Segurança jurídica para investimentos
Além de Moraes, o seminário recebeu nomes como Michel Temer, ex-presidente do Brasil, e Josué Gomes da Silva, presidente da Federação das Indústrias do Estado de São Paulo (FIESP).
Na visão de Silva, reduzir a insegurança é um tema urgente, já que a indústria brasileira vem perdendo participação no Produto Interno Bruto (PIB) nos últimos anos por uma combinação de juros altos e a falta de segurança jurídica.
“Isso impacta o custo de capital no Brasil.
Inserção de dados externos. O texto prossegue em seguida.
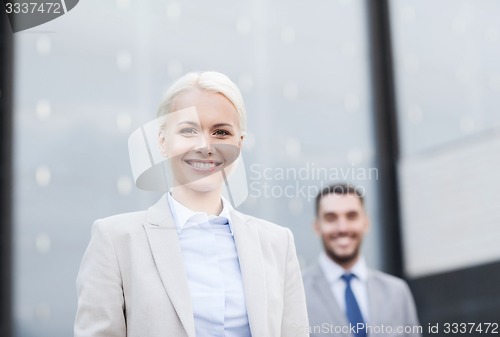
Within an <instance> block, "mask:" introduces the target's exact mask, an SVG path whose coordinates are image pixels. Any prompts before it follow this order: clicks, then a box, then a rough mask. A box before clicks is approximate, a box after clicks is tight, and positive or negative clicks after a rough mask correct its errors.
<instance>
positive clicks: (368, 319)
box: [304, 184, 422, 337]
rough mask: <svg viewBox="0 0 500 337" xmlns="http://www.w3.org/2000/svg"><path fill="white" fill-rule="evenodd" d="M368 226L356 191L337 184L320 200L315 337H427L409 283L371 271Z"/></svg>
mask: <svg viewBox="0 0 500 337" xmlns="http://www.w3.org/2000/svg"><path fill="white" fill-rule="evenodd" d="M368 227H369V219H368V216H367V214H366V212H365V209H364V198H363V195H362V194H361V193H360V192H359V191H358V189H357V188H356V187H354V186H352V185H349V184H336V185H331V186H327V187H325V188H324V189H323V190H322V191H321V192H320V193H319V194H318V195H317V197H316V220H315V221H314V231H315V232H316V233H317V234H318V236H320V238H321V239H322V241H323V247H324V252H323V253H322V254H321V255H320V257H319V260H318V263H317V265H316V266H314V267H313V268H312V269H311V270H310V271H309V272H308V273H306V274H305V275H304V286H305V290H306V299H307V309H308V314H309V324H310V326H309V332H310V335H311V337H326V336H343V337H353V336H354V337H365V336H369V337H377V336H384V337H389V336H412V337H416V336H420V335H421V333H422V328H421V327H420V325H419V322H418V318H417V314H416V310H415V304H414V301H413V297H412V295H411V293H410V290H409V288H408V286H407V284H406V283H405V282H404V281H403V280H401V279H399V278H396V277H394V276H391V275H388V274H385V273H382V272H380V271H375V270H372V269H369V268H368V267H367V266H366V263H365V260H364V258H363V257H362V256H361V255H360V247H361V243H362V241H363V238H364V236H365V234H366V233H367V231H368Z"/></svg>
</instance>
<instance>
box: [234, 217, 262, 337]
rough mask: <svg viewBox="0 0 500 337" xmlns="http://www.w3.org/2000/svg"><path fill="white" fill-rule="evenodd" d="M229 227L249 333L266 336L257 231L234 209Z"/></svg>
mask: <svg viewBox="0 0 500 337" xmlns="http://www.w3.org/2000/svg"><path fill="white" fill-rule="evenodd" d="M231 226H232V229H233V234H234V242H235V244H236V251H237V253H238V259H239V261H240V270H241V278H242V280H243V291H244V294H245V302H246V306H247V313H248V321H249V324H250V330H251V331H252V336H266V327H267V291H266V283H265V272H264V262H263V261H264V259H263V257H262V248H261V245H260V238H259V233H258V231H257V229H256V228H255V227H254V225H253V224H252V221H251V220H249V219H245V217H243V216H242V215H241V214H240V213H238V212H235V211H232V212H231Z"/></svg>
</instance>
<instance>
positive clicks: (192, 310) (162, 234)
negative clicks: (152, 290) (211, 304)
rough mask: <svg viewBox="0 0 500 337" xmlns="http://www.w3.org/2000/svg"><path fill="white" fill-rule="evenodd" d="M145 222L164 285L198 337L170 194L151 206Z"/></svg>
mask: <svg viewBox="0 0 500 337" xmlns="http://www.w3.org/2000/svg"><path fill="white" fill-rule="evenodd" d="M147 221H148V222H149V224H145V225H144V229H145V231H146V234H147V237H148V240H149V245H150V247H151V253H152V254H153V258H154V261H155V264H156V268H157V269H158V273H159V274H160V278H161V280H162V283H163V286H164V287H165V290H166V291H167V294H168V296H169V298H170V300H171V301H172V304H173V306H174V308H175V311H176V312H177V315H178V316H179V319H180V321H181V322H182V325H183V326H184V329H185V330H186V333H187V335H188V336H189V337H195V328H194V317H193V308H192V303H191V295H190V292H189V286H188V280H187V276H186V271H185V268H184V263H183V261H184V260H183V257H182V252H181V247H180V243H179V238H178V235H177V228H176V226H175V223H174V221H173V219H172V215H171V212H170V208H169V206H168V201H167V198H166V196H163V198H161V199H160V201H159V202H158V203H156V204H155V205H154V206H152V207H151V208H149V209H148V212H147Z"/></svg>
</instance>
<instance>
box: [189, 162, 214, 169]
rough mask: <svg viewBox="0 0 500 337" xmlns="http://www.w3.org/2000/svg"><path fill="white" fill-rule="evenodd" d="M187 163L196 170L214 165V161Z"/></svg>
mask: <svg viewBox="0 0 500 337" xmlns="http://www.w3.org/2000/svg"><path fill="white" fill-rule="evenodd" d="M189 165H191V166H192V167H194V168H195V169H198V170H210V169H213V168H214V167H215V163H200V162H190V163H189Z"/></svg>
É óbvio que não é o único fator, temos inclusive o problema das contas públicas, mas nós, como sociedade, precisamos resolver esse problema o quanto antes”, explicou.
Por outro lado, ele celebrou as mudanças promovidas pelo STF para reduzir os longos processos no Judiciário, como a limitação de prazo para os pedidos de vista – fixado em até 90 dias, sendo que após esse período o processo volta a tramitar.
De acordo com o Conselho Nacional de Justiça (CNJ), o Brasil conta com cerca de 84 milhões de processos em tramitação. Os números foram destacados pelo ex-presidente Michel Temer, que atribuiu o grande volume à estrutura constitucional.
“A nossa Constituição é extremamente pormenorizada, detalhista. Ela fez com que todas as questões relativas à constitucionalidade fossem parar no Supremo Tribunal Federal”, avaliou.
Arbitragem: desafogando o Judiciário
Enquanto a uma mudança de mentalidade como a defendida por Alexandre de Moraes não ajuda a reduzir o volume de processos no Judiciário, os participantes defenderam as possibilidades da Lei de Arbitragem – o que permite que disputas entre duas ou mais partes possam ser resolvidas fora do sistema judicial tradicional.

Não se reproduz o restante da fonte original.